Cada macaco no seu galho
Já, por mais de uma vez, ouvi
comentadores quase identificar o que se passa na Turquia, em termos de
manifestações populares, com o que se está a passar no Brasil - também com
grandes manifestações nas ruas. Para mim o que há de comum no que acontece na
Turquia e no Brasil é que o povo se manifesta publicamente, de forma ruidosa e
massiva, por aquilo que são os seu direitos. Na Turquia, onde um governo
reacionário e pró islâmico quer fazer regressar a sociedade turca a tempos e
costumes que já pareciam esquecidos, o povo luta bravamente contra uma polícia cuja
postura habitual é o uso da violência para manter o direito a viver numa
sociedade laica, imposta e definida nos anos 20 do séc. XX por Mustafa Kemal, o
Ataturk. O império Otomano vinha de uma derrota fulgurosa, já que fora aliado
da Alemanha na 1ª Guerra Mundial e desagregara-se em 1000 pedaços dando origem
a uma série de novos países e emirados independentes. Do que fora o império
Otomano restava apenas a Turquia, ou seja, pouco mais de 20% do que fora a
totalidade do território do império Otomano. Foi em cima dessa ruína que
Mustafa Kemal construiu a Turquia moderna, ocidentalizando-a, e abrindo-a ao
progresso social e cultural. Embalado pela onda de integrismo islâmico, o
actual governo da Turquia iniciou de forma subtil, mas sistemática - consumando-se
“o regresso” das Burkas.
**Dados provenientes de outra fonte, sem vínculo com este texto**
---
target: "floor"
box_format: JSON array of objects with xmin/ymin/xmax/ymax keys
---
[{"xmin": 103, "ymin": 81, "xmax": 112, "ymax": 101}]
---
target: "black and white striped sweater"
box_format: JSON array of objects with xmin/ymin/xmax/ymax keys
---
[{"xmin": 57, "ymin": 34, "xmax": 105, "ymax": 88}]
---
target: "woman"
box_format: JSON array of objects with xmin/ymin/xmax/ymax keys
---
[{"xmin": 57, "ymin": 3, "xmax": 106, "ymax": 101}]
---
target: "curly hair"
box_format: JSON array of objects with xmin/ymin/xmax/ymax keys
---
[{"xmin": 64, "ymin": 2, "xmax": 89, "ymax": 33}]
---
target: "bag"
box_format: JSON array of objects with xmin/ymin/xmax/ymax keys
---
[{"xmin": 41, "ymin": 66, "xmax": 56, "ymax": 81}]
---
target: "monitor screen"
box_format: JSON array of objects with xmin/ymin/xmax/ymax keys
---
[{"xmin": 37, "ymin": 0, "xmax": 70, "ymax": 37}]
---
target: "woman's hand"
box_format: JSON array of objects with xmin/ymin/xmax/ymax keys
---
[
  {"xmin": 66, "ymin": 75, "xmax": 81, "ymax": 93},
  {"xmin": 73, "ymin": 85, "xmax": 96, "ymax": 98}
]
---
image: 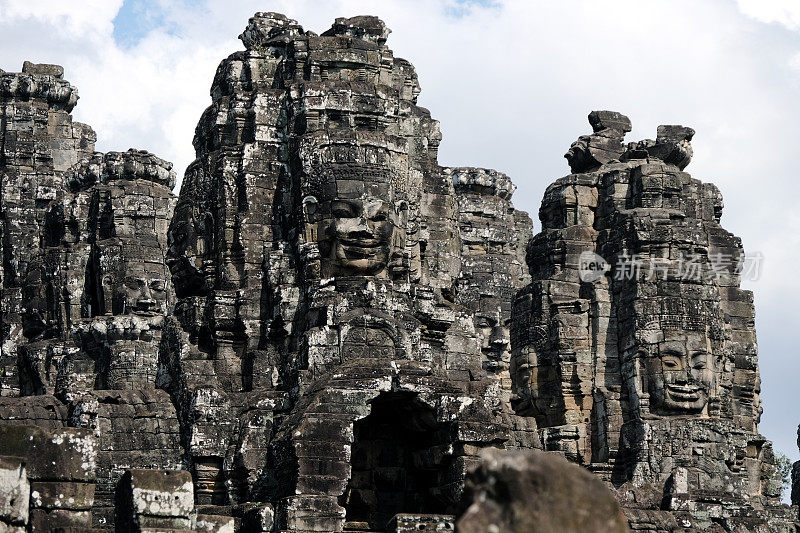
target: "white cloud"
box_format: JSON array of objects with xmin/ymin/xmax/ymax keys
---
[
  {"xmin": 737, "ymin": 0, "xmax": 800, "ymax": 30},
  {"xmin": 0, "ymin": 0, "xmax": 800, "ymax": 457}
]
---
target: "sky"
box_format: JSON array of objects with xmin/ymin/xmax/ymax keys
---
[{"xmin": 0, "ymin": 0, "xmax": 800, "ymax": 468}]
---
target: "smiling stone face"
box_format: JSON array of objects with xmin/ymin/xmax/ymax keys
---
[
  {"xmin": 320, "ymin": 196, "xmax": 398, "ymax": 276},
  {"xmin": 96, "ymin": 241, "xmax": 168, "ymax": 316},
  {"xmin": 643, "ymin": 331, "xmax": 715, "ymax": 415}
]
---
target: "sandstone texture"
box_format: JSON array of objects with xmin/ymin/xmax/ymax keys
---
[
  {"xmin": 458, "ymin": 449, "xmax": 628, "ymax": 533},
  {"xmin": 0, "ymin": 13, "xmax": 797, "ymax": 532}
]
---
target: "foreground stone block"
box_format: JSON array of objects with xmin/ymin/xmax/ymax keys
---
[
  {"xmin": 0, "ymin": 455, "xmax": 31, "ymax": 531},
  {"xmin": 456, "ymin": 450, "xmax": 628, "ymax": 533},
  {"xmin": 115, "ymin": 470, "xmax": 194, "ymax": 532}
]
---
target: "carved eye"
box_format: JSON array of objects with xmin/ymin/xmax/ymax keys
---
[
  {"xmin": 661, "ymin": 356, "xmax": 680, "ymax": 369},
  {"xmin": 125, "ymin": 278, "xmax": 144, "ymax": 291},
  {"xmin": 331, "ymin": 207, "xmax": 353, "ymax": 218}
]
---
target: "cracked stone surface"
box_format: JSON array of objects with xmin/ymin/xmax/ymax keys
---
[{"xmin": 0, "ymin": 13, "xmax": 797, "ymax": 532}]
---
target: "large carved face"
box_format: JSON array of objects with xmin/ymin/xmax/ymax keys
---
[
  {"xmin": 642, "ymin": 331, "xmax": 716, "ymax": 414},
  {"xmin": 304, "ymin": 195, "xmax": 400, "ymax": 277},
  {"xmin": 102, "ymin": 250, "xmax": 167, "ymax": 316}
]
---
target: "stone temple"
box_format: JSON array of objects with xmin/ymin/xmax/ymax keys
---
[{"xmin": 0, "ymin": 9, "xmax": 798, "ymax": 532}]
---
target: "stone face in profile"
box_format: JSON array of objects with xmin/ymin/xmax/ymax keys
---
[
  {"xmin": 511, "ymin": 111, "xmax": 794, "ymax": 531},
  {"xmin": 640, "ymin": 331, "xmax": 719, "ymax": 415},
  {"xmin": 0, "ymin": 13, "xmax": 793, "ymax": 531}
]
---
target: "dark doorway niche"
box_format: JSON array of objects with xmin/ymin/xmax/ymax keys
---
[{"xmin": 339, "ymin": 392, "xmax": 452, "ymax": 531}]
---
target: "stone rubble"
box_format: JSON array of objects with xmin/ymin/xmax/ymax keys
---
[{"xmin": 0, "ymin": 13, "xmax": 797, "ymax": 532}]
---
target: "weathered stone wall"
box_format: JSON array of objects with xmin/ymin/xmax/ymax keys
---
[
  {"xmin": 512, "ymin": 111, "xmax": 795, "ymax": 531},
  {"xmin": 0, "ymin": 13, "xmax": 796, "ymax": 532}
]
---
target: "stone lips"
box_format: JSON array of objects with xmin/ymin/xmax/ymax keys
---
[{"xmin": 0, "ymin": 9, "xmax": 796, "ymax": 531}]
É contra esse regresso e pela manutenção da Turquia
laica, aberta ao progresso e à novidade que se luta hoje nas ruas e nas praças
de Istambul. É uma luta civilizacional. Os sectores mais esclarecidos e
dinâmicos da sociedade turca, sobretudo a sua juventude, estão atentos aos
resultados da Primavera Árabe que, apesar das promessas de liberdade se
transformou rapidamente num movimento opressor, retrogrado e fundamentalista.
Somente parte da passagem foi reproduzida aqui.